A dúvida que ainda paira nos dois partidos sobre o fim da federação é se o quadriênio seria completado a partir do mês no qual a aliança foi protocolada, no caso em março de 2026, ou homologada pelo TSE, em maio seguinte. Ambas as legendas fazem consulta à Justiça Eleitoral e ainda aguardam uma definição. Entretanto, o diretório nacional do Cidadania já aprovou, há três meses, a decisão de não renovar a junção com o PSDB, que também já procura novos ares por meio de articulações com outras agremiações.

GOVERNO LULA

Com um PSB em papel de destaque no Palácio do Planalto, o presidente nacional da legenda já garantiu que a ideia é seguir na base de Lula para 2026. Afinal, o partido é representado pelo vice-presidente Geraldo Alckmin, que ocupa também o MDIC (Ministério do Desenvolvimento, Indústria, Comércio e Serviços), e pelo ministro do Empreendedorismo, Márcio França, presidente estadual dos pessebistas. 

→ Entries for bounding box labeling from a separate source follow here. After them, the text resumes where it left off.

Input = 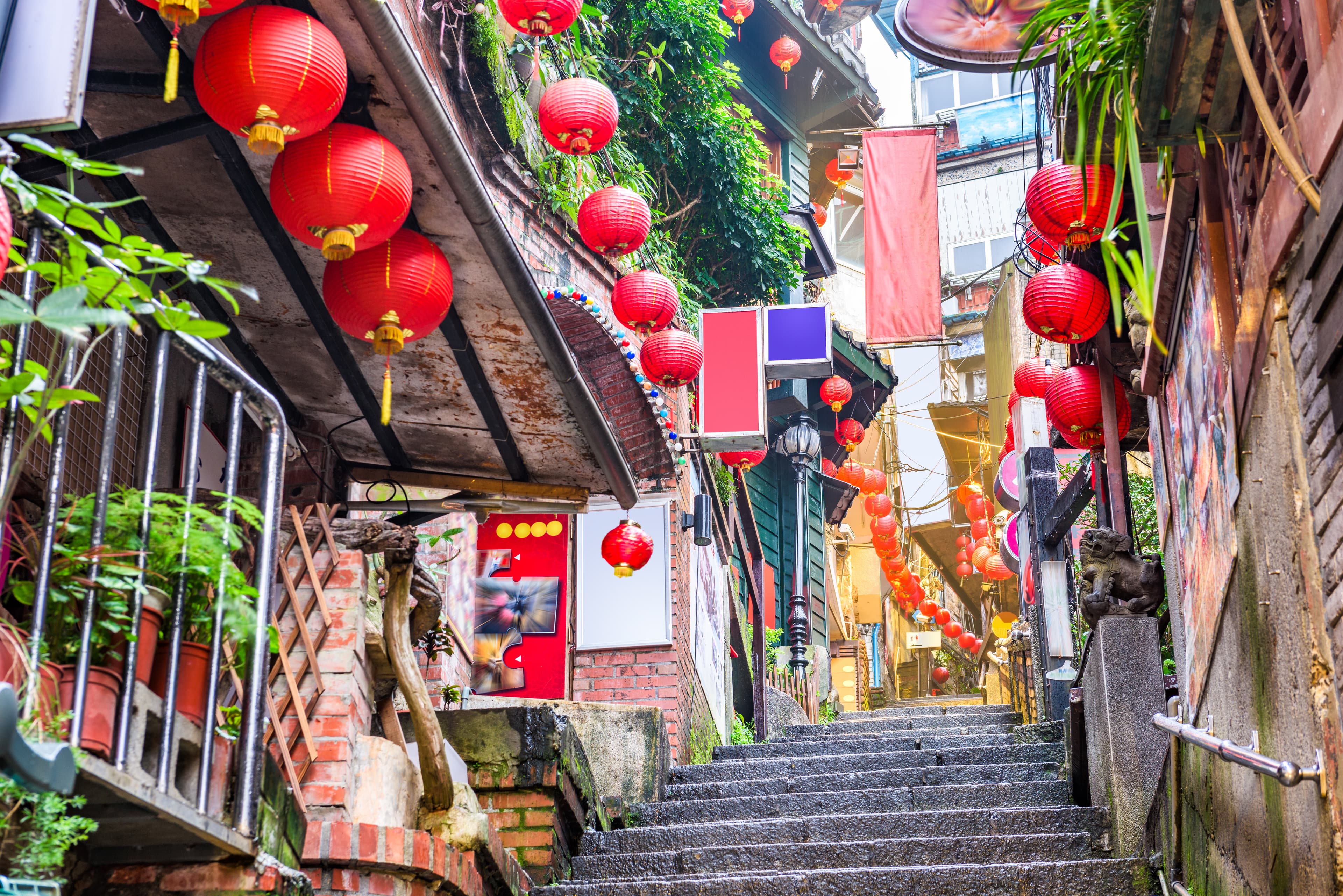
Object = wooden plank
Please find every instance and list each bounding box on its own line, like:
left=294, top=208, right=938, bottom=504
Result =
left=1206, top=0, right=1272, bottom=133
left=1168, top=0, right=1222, bottom=137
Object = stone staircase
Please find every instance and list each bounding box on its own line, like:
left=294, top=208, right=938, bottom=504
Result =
left=536, top=703, right=1160, bottom=896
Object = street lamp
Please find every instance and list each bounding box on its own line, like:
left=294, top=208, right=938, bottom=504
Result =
left=777, top=414, right=820, bottom=679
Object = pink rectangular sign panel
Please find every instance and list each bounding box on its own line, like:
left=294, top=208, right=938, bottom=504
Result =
left=700, top=308, right=767, bottom=451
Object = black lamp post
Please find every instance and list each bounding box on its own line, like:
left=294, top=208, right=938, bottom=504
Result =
left=777, top=414, right=820, bottom=677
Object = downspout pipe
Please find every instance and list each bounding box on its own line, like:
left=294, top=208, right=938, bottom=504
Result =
left=348, top=0, right=639, bottom=510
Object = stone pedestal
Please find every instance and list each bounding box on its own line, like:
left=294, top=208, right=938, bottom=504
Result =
left=1082, top=617, right=1170, bottom=858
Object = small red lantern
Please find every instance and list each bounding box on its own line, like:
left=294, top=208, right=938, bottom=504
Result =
left=835, top=416, right=865, bottom=451
left=718, top=449, right=769, bottom=473
left=611, top=270, right=681, bottom=336
left=769, top=35, right=802, bottom=90
left=1011, top=357, right=1064, bottom=397
left=579, top=187, right=653, bottom=257
left=1021, top=265, right=1109, bottom=344
left=602, top=520, right=653, bottom=579
left=196, top=4, right=352, bottom=153
left=820, top=376, right=853, bottom=411
left=1026, top=158, right=1115, bottom=249
left=537, top=78, right=620, bottom=156
left=639, top=329, right=704, bottom=388
left=498, top=0, right=583, bottom=38
left=322, top=231, right=453, bottom=426
left=264, top=124, right=411, bottom=262
left=718, top=0, right=755, bottom=43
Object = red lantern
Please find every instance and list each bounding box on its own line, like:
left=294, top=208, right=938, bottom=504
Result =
left=718, top=0, right=755, bottom=43
left=1026, top=158, right=1115, bottom=249
left=718, top=449, right=769, bottom=473
left=820, top=376, right=853, bottom=411
left=1011, top=357, right=1064, bottom=397
left=196, top=7, right=352, bottom=153
left=769, top=35, right=802, bottom=90
left=835, top=416, right=864, bottom=451
left=537, top=78, right=620, bottom=156
left=579, top=187, right=653, bottom=257
left=322, top=228, right=453, bottom=426
left=611, top=270, right=681, bottom=336
left=498, top=0, right=583, bottom=38
left=1018, top=265, right=1109, bottom=344
left=271, top=124, right=411, bottom=262
left=1045, top=364, right=1132, bottom=447
left=602, top=520, right=653, bottom=579
left=639, top=329, right=704, bottom=388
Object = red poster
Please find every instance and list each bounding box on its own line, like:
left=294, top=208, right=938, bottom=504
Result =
left=471, top=513, right=569, bottom=700
left=862, top=128, right=943, bottom=346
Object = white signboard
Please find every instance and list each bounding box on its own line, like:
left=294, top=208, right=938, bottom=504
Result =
left=905, top=629, right=941, bottom=650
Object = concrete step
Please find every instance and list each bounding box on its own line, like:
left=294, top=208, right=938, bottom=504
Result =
left=666, top=762, right=1058, bottom=801
left=580, top=806, right=1109, bottom=856
left=670, top=743, right=1064, bottom=784
left=626, top=781, right=1070, bottom=826
left=713, top=732, right=1012, bottom=762
left=574, top=832, right=1109, bottom=880
left=532, top=858, right=1159, bottom=896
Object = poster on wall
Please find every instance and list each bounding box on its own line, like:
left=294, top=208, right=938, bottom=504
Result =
left=470, top=513, right=569, bottom=700
left=690, top=547, right=728, bottom=743
left=1166, top=239, right=1241, bottom=711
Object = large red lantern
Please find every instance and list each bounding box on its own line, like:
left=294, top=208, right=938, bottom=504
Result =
left=611, top=270, right=681, bottom=336
left=271, top=124, right=411, bottom=260
left=498, top=0, right=583, bottom=38
left=537, top=78, right=620, bottom=156
left=322, top=230, right=453, bottom=426
left=1026, top=158, right=1115, bottom=249
left=835, top=416, right=865, bottom=451
left=602, top=520, right=653, bottom=579
left=769, top=35, right=802, bottom=90
left=579, top=187, right=653, bottom=257
left=193, top=7, right=352, bottom=153
left=639, top=329, right=704, bottom=388
left=1011, top=357, right=1064, bottom=397
left=718, top=0, right=755, bottom=43
left=1021, top=265, right=1109, bottom=346
left=820, top=376, right=853, bottom=411
left=718, top=449, right=769, bottom=473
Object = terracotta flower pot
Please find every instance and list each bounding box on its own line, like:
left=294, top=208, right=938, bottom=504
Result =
left=58, top=665, right=121, bottom=758
left=149, top=641, right=209, bottom=725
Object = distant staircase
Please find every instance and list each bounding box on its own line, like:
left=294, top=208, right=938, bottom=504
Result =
left=534, top=703, right=1160, bottom=896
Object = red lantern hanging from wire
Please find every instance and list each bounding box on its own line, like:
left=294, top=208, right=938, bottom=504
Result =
left=264, top=121, right=411, bottom=260
left=769, top=35, right=802, bottom=90
left=602, top=520, right=653, bottom=579
left=322, top=230, right=453, bottom=426
left=1021, top=263, right=1111, bottom=346
left=611, top=270, right=681, bottom=336
left=820, top=376, right=853, bottom=411
left=196, top=7, right=352, bottom=152
left=579, top=187, right=653, bottom=257
left=835, top=416, right=865, bottom=451
left=1026, top=158, right=1115, bottom=249
left=639, top=329, right=704, bottom=388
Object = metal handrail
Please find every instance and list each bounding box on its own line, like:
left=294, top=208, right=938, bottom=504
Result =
left=1152, top=712, right=1328, bottom=797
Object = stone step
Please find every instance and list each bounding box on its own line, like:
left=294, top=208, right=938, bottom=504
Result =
left=626, top=781, right=1070, bottom=826
left=532, top=858, right=1159, bottom=896
left=713, top=733, right=1012, bottom=762
left=580, top=806, right=1109, bottom=856
left=574, top=832, right=1109, bottom=880
left=670, top=743, right=1064, bottom=784
left=666, top=762, right=1058, bottom=801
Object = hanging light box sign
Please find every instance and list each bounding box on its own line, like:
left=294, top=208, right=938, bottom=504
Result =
left=764, top=305, right=834, bottom=380
left=698, top=308, right=769, bottom=451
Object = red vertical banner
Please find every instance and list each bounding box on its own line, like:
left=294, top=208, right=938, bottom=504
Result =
left=862, top=128, right=943, bottom=345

Mesmo admitindo passos largos para um trabalho conjunto ao PSB, Comte Bittencourt evita cravar o embarque do Cidadania no arco de alianças de Lula para a eleição presidencial de 2026. “Não estamos discutindo isso. Apenas dialogamos sobre a formação desse projeto com os dois partidos. Nosso campo continua sendo a defesa da democracia. Por isso, não está em pauta essa questão da sucessão nacional. Isso é um debate que vai se dar aí ao longo desse processo”, pontuou o dirigente.

Além do Cidadania, o PSB também articula uma federação unindo mais um partido: o PDT, que apesar das posições muitas vezes distintas ao Planalto, não formalizou rompimento com Lula.